Widząc, że biedna kobieta wydała ostatnie tchnienie, Random udał się do salonu, gdzie Hope zdążył już był pozbierać kartki wyznania pani Jascher. Na szczęście sędzia tego nie zauważył, inaczej nie byłby z pewnością pozwolił młodemu malarzowi na ukrycie tych papierów. Hope rzucił okiem na pismo. Urywało się nagle i nie było podpisane. Widocznie wejście mordercy przeszkodziło pani Jascher w zakończeniu tej pisemnej spowiedzi. Archie wsunął kartki do kieszeni i obaj z przyjacielem włożywszy płaszcze opuścili w dżdżysty i błotny ranek ten dom śmierci i zbrodni. Doktor ofiarował się sam uprzedzić o zajściu inspektora Date, Hope zaś i Random udali się do mieszkania Archibalda, gdzie mieli odczytać wspólnie wyznania zamordowanej. — Gdy zasiedli przy dobrym ogniu, Hope kazał przynieść kawy i chciał się zabrać do czytania.
— Zaczekaj — rzekł mu Random — porozmawiajmy pierwej.
— Jak chcesz — odparł Hope.
— Powiedz mi, jak ci się zdaje, czy pani Jascher była szczerą w tej swojej spowiedzi?
— Jestem o tem najmocniej przekonany, czuła przecież, że umiera, a w takich chwilach mówi się prawdę. Chciałbym tylko jedno wiedzieć, jaki udział w tem wszystkiem miał profesor?
Hope zdziwiony spojrzał na niego.
— Żadnego, myślę. — Przecież pani Jascher nie wymieniła go.
— Tak. — Ale przecież Kakatoes zależnym jest od niego wyłącznie, musiał więc zadusić Boltona na rozkaz swego pana.
— To niemożliwe — zawołał Hope. — Mojem zdaniem Bradock wychodzi z tej sprawy całkiem czysty. Zastanów się Random co powiedziałeś, byłoby to przecież straszne dla Łucyi.
— Nie widzę tego. Nie jest przecie jego córką i nie nosi jego nazwiska. Hańba profesora Bradock nie spadnie na nią, ani na ciebie.
— A ja ci mówię raz jeszcze, że jesteś w błędzie. Profesor nic nie winien, i postępował zupełnie poprawnie.

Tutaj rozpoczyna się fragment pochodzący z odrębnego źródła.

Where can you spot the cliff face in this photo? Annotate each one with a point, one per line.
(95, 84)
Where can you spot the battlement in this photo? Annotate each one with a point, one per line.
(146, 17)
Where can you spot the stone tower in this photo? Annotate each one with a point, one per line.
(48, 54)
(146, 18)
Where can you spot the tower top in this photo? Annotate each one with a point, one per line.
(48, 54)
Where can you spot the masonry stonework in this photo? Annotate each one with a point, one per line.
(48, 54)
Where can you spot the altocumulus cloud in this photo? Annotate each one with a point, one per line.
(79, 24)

— Temu wcale nie przeczę, odegrał wybornie swoją rolę, ale mimo jego udanej rozpaczy po stracie mumii, nie zadziwiłbym się wcale, gdyby w jego ręku znalazł się drugi szmaragd. Zresztą za chwilę dowiemy się o wszystkiem.

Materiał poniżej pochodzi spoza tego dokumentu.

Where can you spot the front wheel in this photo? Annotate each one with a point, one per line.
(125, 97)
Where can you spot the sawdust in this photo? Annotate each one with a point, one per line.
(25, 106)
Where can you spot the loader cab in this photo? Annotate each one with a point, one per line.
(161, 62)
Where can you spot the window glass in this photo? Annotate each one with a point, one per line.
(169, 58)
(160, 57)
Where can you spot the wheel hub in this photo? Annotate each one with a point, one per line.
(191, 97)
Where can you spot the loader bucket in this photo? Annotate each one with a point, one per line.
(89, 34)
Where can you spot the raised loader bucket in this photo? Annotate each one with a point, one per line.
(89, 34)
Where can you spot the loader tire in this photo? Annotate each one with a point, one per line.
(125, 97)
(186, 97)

W końcu Hope zabrał się do odczytania spowiedzi pani Jascher. Początek obejmował krótki opis pierwszych lat jej młodości, potem następowało opowiadanie wypadków, mających związek z historyą mumii.

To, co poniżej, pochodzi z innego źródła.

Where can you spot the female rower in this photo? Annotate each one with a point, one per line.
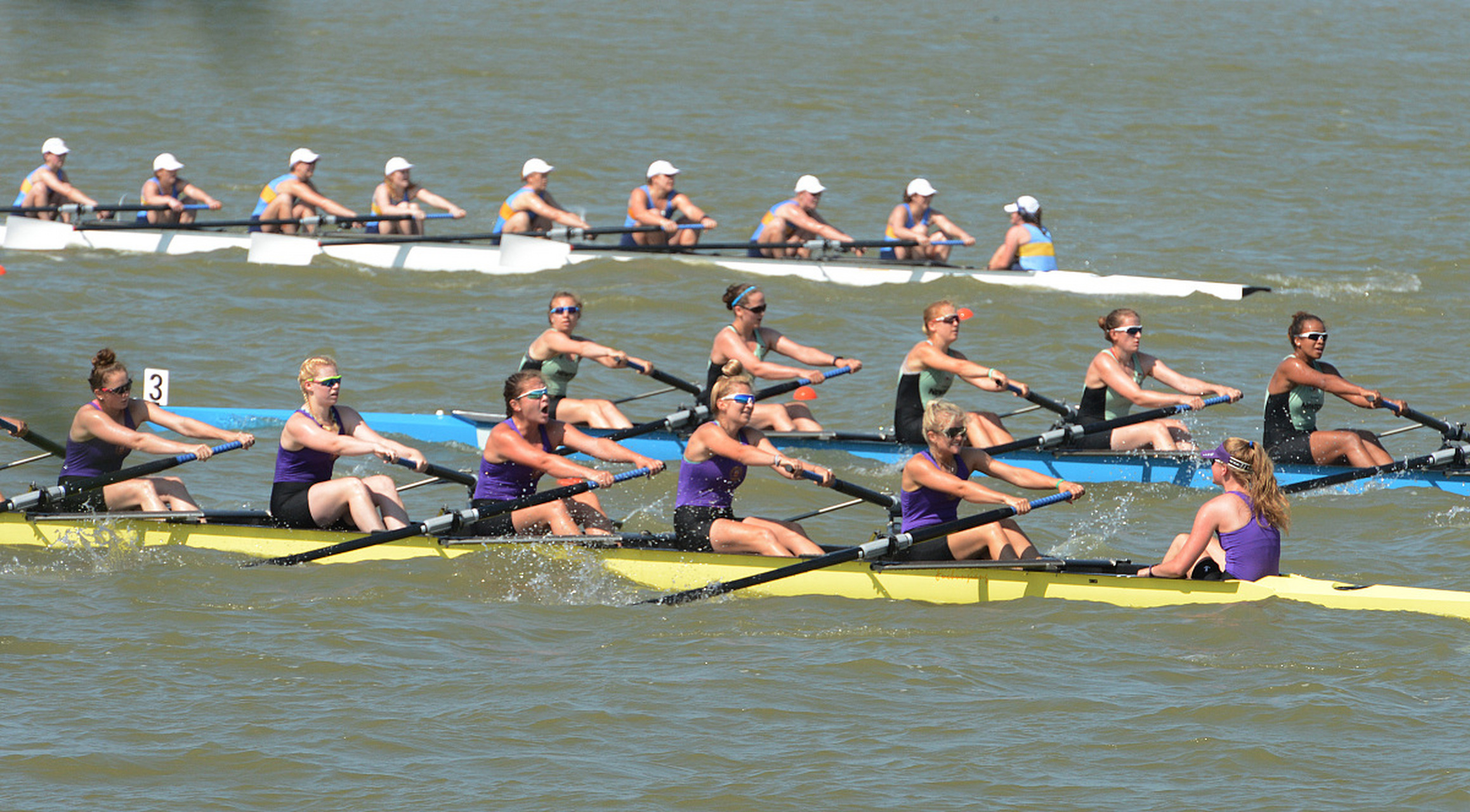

Okazało się, że Bolton kochał się istotnie w pani Jascher, a gdy ta nie taiła przed nim zamiarów swoich względem profesora, zaklinał ją na wszystko, żeby została raczej jego żoną, obiecując, że zdobędzie znaczny majątek, który zapewni jej przyjemne życie. Następnie zwierzył się pani Jascher ze swego odkrycia co do szmaragdów. Profesor, który znał oddawna Wazę, używał go za pośrednika w kupnie mumii, i otrzymał od niego rękopism, zawierający opis pogrzebu Inki Kaksasa. Rękopism ten leżał między papierami profesora i Bolton miał sposobność odczytać go, czego się Bradock nie domyślał, wysyłając na Maltę swego sekretarza.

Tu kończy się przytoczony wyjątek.